Market troubles from last week still haven't cleared up. As of Monday afternoon, Bitcoin and Ethereum were down about 6% from the previous day, according to CoinGecko.
Last week closed with news that Chinese real estate developers Evergrande and Kaisa had missed U.S. dollar bond payments, causing stocks and crypto markets to dip. Analyst and trader Alex Kruger told Decrypt on Friday that we could also be seeing the impact of “performance fees, bonuses, audits, wash sales, [and] tax loss harvesting.”
But now the pressing concern is whether the Federal Reserve will alter its plans to slow down its bond buying program, concluding it in March instead of June. The impact was apparent in crypto and traditional markets on Monday.
Bitcoin’s price has slid since Friday. It’s been trading at just over $47,000, down 31% from the $69,044.77 all-time high it set on Nov. 10, 2021. And Ethereum, which was trading at a little more than $4,000 at the end of last week, lost ground over the weekend. It was trading at about $3,800 on Monday, according to CoinGecko.
Things looked worse for other coins in the top 10. Solana’s native SOL was lagging 9% and Cardano’s ADA was down 7.5% from the day before. Meanwhile, the global crypto market cap was sitting at $2.26 trillion, a 5% drop over the last day.
Even exchange-traded products pegged to crypto assets, like the Grayscale Bitcoin Trust (GBTC) and ARK Innovation ETF (ARKK), were down 4% and 3% respectively on Monday.
Traditional markets weren’t faring much better. Since its open on Monday morning, the New York Stock Exchange Composite was down 124 points, or 0.75%, from its close on Friday, according to Yahoo Finance.
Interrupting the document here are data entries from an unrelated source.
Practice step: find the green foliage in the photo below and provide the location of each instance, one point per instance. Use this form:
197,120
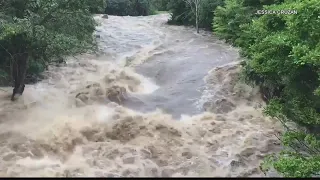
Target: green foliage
231,20
283,53
129,7
181,13
46,30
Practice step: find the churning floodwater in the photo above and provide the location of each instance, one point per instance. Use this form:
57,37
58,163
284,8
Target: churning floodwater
157,101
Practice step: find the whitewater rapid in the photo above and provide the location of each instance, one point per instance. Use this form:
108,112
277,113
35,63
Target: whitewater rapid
182,110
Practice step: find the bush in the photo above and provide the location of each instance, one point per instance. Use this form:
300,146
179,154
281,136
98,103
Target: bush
44,31
230,21
283,54
181,13
129,7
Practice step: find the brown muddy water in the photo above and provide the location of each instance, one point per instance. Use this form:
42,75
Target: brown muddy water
182,112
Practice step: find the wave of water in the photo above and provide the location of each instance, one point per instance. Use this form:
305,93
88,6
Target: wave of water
68,126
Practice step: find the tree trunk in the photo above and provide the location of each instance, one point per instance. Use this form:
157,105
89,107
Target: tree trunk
19,70
197,24
197,16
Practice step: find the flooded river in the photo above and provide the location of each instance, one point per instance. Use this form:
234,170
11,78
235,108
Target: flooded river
157,101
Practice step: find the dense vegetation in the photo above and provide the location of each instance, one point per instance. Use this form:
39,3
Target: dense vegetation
282,52
129,7
283,58
44,31
181,12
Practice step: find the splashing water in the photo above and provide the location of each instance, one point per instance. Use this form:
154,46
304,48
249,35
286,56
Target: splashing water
69,124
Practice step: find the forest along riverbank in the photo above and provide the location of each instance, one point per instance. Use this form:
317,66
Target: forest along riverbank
67,126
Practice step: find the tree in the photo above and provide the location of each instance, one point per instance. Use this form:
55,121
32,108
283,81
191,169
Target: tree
36,33
195,7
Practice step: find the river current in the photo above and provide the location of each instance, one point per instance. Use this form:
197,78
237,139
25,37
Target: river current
181,110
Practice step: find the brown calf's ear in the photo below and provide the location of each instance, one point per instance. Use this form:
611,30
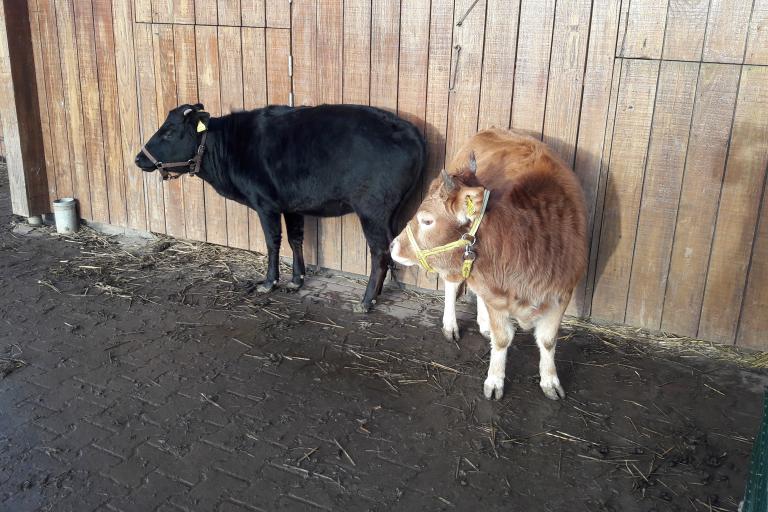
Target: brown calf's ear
469,203
448,184
472,162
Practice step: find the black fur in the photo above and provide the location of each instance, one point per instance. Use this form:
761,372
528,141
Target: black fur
325,161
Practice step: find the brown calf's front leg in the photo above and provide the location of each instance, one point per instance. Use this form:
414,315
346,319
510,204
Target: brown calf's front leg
502,333
450,324
545,330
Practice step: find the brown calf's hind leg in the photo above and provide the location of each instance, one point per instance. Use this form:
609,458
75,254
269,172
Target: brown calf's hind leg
545,330
502,333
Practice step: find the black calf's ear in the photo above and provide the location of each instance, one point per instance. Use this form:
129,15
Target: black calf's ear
202,121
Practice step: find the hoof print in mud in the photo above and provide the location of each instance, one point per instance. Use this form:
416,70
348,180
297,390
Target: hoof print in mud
493,388
553,390
451,333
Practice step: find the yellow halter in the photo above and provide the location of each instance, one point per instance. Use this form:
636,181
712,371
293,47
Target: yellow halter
467,242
Up until the end of last week, economists were saying they expected the Fed to increase the rate of its taper, which would mean an early conclusion to the treasury and mortgage-backed bond buying programs it’s been using to prop up an economy that continues to suffer from the effects of the COVID-19 virus.
“We expect the Fed to announce a doubling in the pact of tapering at the December FOMC meeting,” Deutsche Bank economists wrote in a note last week, “bringing the monthly drawdown to $20 billion and $10 billion per month for Treasuries and MBS, respectively.”
If that were the case, the purchases would end in March instead of June. But now there are signs that Fed officials could be taking the omicron variant of the COVID-19 virus more seriously than they did the delta variant.
“Greater concerns about the virus could reduce people’s willingness to work in person, which would slow progress in the labor market and intensify supply-chain disruptions,” wrote Fed Chairman Jermoe Powell, in comments meant for a Tuesday appearance before the Senate Banking Committee.
It remains to be seen whether that “greater concern” will lead Fed officials to keep the bond buying programs on their original timeline. For now, it seems investors have been keen to offload risky assets until there’s some clarity around the Fed’s monetary policy.
The views and opinions expressed by the author are for informational purposes only and do not constitute financial, investment, or other advice.